How to Extract Information From a Website Using AppleScript

In previous tutorials we learned how to make applescript open a web page, how to use AppleScript to fill out forms on a web page, and how to click buttons on web pages with AppleScript. Today we are going to learn how to extract data from web pages using AppleScript!

In a later tutorial I will teach how to put all of this information together to make a fully automated application that collects and/or inputs multiple bits of data from a website or websites.

For this first example we are going to use Google Chrome’s inspect element tool and grab the first line of a Google search result.

If have not read my previous two tutorials on clicking and inputting data, this will not make much sense.

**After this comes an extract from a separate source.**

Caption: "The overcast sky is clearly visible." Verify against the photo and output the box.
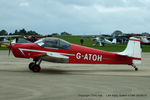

Please view these first!

 

As in the previous examples we are going to need either an ID, Class, Name, or if all else fails a the tag that contains the information that we want.

First go to the web page that you would like to grab information from…Screen Shot 2014-12-10 at 12.05.25 PM

We are going to grab the first headline of how to peel a banana and pull it into applescript. Right click on the element you want to grab and click on inspect element to bring up the source code.

If you are following along the code should look something like this…Screen Shot 2014-12-10 at 12.07.39 PM

It looks like we do not have an ID or Name to go off of, so we will have to use Class.

Grabbing Data from a Website Using Class

First, paste this code into the top of your AppleScript Doc…

 

to getInputByClass(theClass, num) -- defines a function with two inputs, theClass and num

tell application "Safari" --tells AS that we are going to use Safari

set input to do JavaScript "

document.getElementsByClassName('" & theClass & "')[" & num & "].innerHTML;" in document 1 -- uses JavaScript to set the variable input to the information we want

end tell

return input --tells the function to return the value of the variable input

end getInputByClass

 

Now that we have our data scraper function we can take our first stab at pulling the info. Enter the following code in your AppleScript doc to get the data…

 

getInputByClass("r", 0)

In this instance the 0 would allude to which headline we would like to pull.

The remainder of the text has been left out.